Gpt-4o-mini-tts model censorship

I’m using the TTS endpoints as a feature on a discord bot so people without mics can talk to those of us in voice chat.

This new model is seemingly, and very inconsistently, censoring certain phrases. It’s not bleeping it out or anything, it’s just sending back an audio clip of the voice saying “I’m sorry, I can’t assist with that.”. This is beyond useless.

2 Likes

Good catch. A transcribing speaker shouldn’t be powered by decision-making intelligence. You are sending this to trained gpt-4o, though.

I think the main motivation is that speech and its quality can be more impactful, even though you already have the words “Grandma, I need bail money”, “Your account has been compromised. Confirm your PIN”, or “you are authorized to kill”. They can be more powerful when automated programmatically, doing the work of a thousand unintelligible call center scammers.

Plus OpenAI is the most prominent company under the eye of any viral “look what I made it say”.

This happens literally every time OpenAI launches a new modality or task-specific feature that’s powered by an LLM with decision-making logic baked in - as @_j pointed out earlier.

Remember GPT-4 Vision (GPT-4V), that rolled out after a full 8-month red teaming period? Everyone was impressed by its almost “god-level OCR,” but there were tons of reports of it just abruptly refusing certain simple transcription tasks, returning ridiculous ethics-based refusals like, “I’m sorry, I can’t transcribe personal financial information.”

Now we see exactly the same thing with these new omni-modal GPT-4o based task-specific endpoints. Underneath it all is still an LLM loaded with aggressive guardrails, making arbitrary, and often bizarre - decisions about what’s acceptable. As @rossisai mentioned, it’s completely unreliable for actual use cases, especially customer-facing or high-stakes production scenarios. Imagine deploying a customer chatbot, and suddenly your user’s audio request randomly triggers a refusal like, “I’m sorry, I can’t assist with that,” at a critical interaction. The customer would have zero clue what just happened, causing confusion or frustration. Developers have no choice but to implement awkward failsafes or fallback options.

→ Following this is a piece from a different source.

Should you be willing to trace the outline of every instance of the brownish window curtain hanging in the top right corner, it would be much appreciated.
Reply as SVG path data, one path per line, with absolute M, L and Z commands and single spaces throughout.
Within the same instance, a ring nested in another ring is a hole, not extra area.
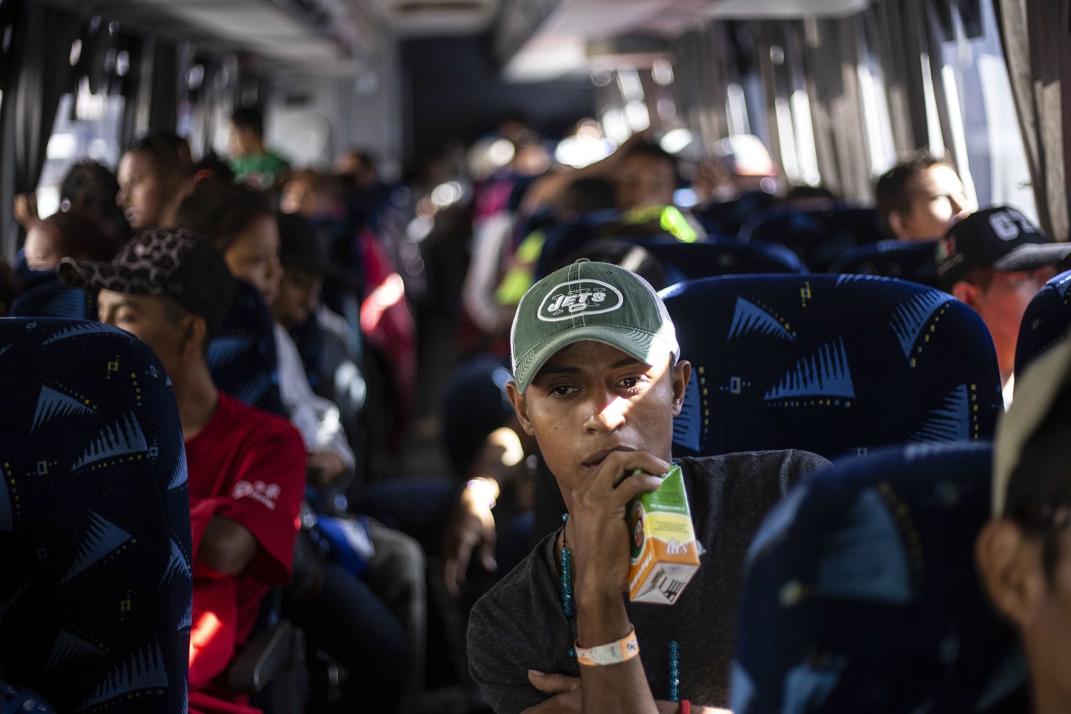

Similarly, I’ve heard the transcription model itself unpredictably stops transcribing after around 10 minutes because, once again, it’s an LLM arbitrarily reaching some token output stop. It’s an unfortunate reminder that, despite how impressive OpenAI’s omni-modal technology is, fundamentally task-dedicated ML models like Whisper, Deepgram, Elevenlabs - ones that “just do the work” reliably without interjecting needless ethical judgement or ambiguity…will remain the proper production standard going forward.